With the normal gear and crew, the Ventures have sufficient foam floatation to keep the boat afloat in the event the cabin fills. When completely filled with water, the boat will be relatively unstable Do not remove the foam floatation blocks in the interior of your Venture under any circumstances.
The fiberglass finish should be protected in the same manner as an automobile finish. An occasional polishing and waxing (with any good quality automotive polish and wax) will keep the surface in excellent condition.

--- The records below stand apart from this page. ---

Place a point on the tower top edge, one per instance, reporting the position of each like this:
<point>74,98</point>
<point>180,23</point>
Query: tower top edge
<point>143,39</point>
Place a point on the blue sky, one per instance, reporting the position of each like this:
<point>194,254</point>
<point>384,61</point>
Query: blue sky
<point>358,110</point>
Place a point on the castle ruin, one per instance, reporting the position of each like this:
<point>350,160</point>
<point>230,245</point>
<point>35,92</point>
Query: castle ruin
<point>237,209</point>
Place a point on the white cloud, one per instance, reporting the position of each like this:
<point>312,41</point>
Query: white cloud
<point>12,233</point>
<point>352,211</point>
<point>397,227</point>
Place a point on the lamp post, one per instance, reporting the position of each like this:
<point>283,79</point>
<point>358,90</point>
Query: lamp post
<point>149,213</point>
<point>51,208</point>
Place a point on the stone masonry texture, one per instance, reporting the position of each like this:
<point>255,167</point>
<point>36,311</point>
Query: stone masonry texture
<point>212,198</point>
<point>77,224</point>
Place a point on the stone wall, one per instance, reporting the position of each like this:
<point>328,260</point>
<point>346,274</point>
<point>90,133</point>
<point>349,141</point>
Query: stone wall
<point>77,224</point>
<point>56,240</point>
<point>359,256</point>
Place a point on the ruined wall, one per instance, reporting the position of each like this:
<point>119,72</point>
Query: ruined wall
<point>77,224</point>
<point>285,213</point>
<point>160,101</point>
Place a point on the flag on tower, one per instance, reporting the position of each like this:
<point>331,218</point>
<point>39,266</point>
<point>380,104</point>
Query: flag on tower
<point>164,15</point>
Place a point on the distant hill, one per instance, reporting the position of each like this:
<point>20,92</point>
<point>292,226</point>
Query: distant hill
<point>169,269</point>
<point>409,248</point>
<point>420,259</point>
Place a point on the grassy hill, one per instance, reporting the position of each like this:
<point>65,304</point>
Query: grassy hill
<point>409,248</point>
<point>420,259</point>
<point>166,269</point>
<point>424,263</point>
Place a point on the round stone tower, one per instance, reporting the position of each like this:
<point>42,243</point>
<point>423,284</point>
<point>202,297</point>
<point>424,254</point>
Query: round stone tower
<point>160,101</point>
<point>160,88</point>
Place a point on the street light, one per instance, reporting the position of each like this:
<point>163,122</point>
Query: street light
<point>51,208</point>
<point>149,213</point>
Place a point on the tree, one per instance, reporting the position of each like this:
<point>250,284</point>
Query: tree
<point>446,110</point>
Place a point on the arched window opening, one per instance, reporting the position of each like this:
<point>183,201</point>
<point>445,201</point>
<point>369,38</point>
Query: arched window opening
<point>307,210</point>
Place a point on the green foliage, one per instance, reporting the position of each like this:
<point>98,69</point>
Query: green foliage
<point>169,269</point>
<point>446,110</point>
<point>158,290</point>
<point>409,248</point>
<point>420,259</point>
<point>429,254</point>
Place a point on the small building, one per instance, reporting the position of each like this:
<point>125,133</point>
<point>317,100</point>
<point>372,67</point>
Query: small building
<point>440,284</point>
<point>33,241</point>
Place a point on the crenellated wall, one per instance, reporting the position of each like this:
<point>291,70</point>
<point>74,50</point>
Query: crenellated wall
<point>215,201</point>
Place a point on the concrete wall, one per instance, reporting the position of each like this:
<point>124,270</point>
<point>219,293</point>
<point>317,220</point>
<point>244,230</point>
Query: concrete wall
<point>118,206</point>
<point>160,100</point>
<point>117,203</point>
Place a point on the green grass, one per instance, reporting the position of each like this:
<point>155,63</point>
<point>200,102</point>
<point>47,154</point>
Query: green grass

The trailer should be hosed down completely after exposure to salt water.
Use a good grade of marine exterior resin oil on all wood surfaces. Repeated oiling and rubbing will help preserve its appearance.
If the boat is kept in the water, it is recommended that the keel pivot bolt be removed every 12 months (while the boat is on a trailer) and inspected for signs of wear or electrolysis. The holes in the keel should be given a similar inspection. To gain access to the pivot hole, remove the keel pin and lower the head of the keel until the hole is exposed. Keep the retraction cable snug to prevent the keel from falling sideways on the trailer. The rubber and fiber washers on the keel pin bolt should also be inspected every 12 months. Cover all washers with a liberal coat of a good quality bedding compound. Re-assembly of the keel pivot bolt should be as follows:
Periodically check the keel lift wire and the keel cable wear bolt for signs of wear. If wear becomes noticeable;, replace either the lift wire or the bolt as necessary. With the boat out of the water, remove the wear bolt and replace it with a new bolt. The washer and nut sequence is exactly the same as shown above for the keel pivot bolt. Tighten the nut sufficiently tight to prevent leakage, but not so tight as to damage the rubber washers. Make sure that the lift wire passes aft of the wear bolt.
It is good practice to periodically check all hardware fastenings to assure that they have not loosened.